Did you know that a whopping 238 films are eligible for this year's Oscar for Best Documentary Feature? Did you know that, at present, I haven't seen 235 of them? As a onetime documentary hound (Bowling for Columbine and Murderball, respectively, topped my 10-best lists in 2002 and 2005) who has unconscionably lapsed in recent years, this fills me with no end of shame. Not quite as much, however, as the shame that should be felt during director Sam Pollard's MLK/FBI, a bold, stinging doc that explores J. Edgar Hoover's years-long surveillance of Martin Luther King Jr.
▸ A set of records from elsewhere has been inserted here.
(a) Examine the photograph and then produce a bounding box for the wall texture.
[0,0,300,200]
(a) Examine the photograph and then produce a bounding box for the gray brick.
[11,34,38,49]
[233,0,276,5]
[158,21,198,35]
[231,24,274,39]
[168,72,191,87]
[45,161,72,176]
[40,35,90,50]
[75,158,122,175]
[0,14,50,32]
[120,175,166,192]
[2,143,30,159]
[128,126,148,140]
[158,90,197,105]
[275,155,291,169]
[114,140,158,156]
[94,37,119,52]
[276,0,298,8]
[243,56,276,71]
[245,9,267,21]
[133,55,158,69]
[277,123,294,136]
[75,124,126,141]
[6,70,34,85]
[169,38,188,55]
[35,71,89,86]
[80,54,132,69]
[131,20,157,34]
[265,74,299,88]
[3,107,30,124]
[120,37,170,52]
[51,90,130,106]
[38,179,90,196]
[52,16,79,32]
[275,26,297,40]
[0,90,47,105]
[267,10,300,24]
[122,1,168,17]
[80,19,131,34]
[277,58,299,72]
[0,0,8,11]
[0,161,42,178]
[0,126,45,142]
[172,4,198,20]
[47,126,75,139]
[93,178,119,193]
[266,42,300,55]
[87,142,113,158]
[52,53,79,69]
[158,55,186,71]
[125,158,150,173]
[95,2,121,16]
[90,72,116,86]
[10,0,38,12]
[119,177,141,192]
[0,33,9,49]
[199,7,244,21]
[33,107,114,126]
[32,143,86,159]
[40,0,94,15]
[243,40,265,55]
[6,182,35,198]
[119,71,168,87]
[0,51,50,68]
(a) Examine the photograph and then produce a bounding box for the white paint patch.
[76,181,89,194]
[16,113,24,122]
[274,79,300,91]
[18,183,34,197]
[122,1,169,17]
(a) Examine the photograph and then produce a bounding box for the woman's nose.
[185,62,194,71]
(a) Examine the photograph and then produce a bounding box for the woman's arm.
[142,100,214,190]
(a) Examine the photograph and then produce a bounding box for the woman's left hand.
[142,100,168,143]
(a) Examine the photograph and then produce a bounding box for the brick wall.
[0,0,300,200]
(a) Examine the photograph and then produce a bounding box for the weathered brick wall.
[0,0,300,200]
Newly available for online rental, the film employs news footage from the 1960s, old-Hollywood film clips, off-screen commentary (the speakers are only seen minutes before the end credits), and declassified documents to confront Hoover's distrust of and hatred for the civil-rights leader, as well as his bureau's attempts to delegitimize King by exposing what Hoover deemed his hypocrisy in regard to Communism and marital fidelity. A dizzying blend of reported information and learned theorizing, the movie is strong, sobering medicine – we're reminded that, as of the mid-1960s, the majority of Americans were more in line with Hoover than with King – and frequently difficult to watch and listen to. That absolutely isn't the case, however, during the many moments in which we're able to bask in King's astounding oratory, with Pollard gracing his documentary procedural with examples of the murdered reverend's peerless eloquence during televised speeches. (We even get King relaxed and funny in a talk-show appearance.) The bracing, formidable MLK/FBI is like a glass of ice-cold water thrown directly into your face. King's presence, and his words, are like the the soothing hands that arrive just in time to warm it.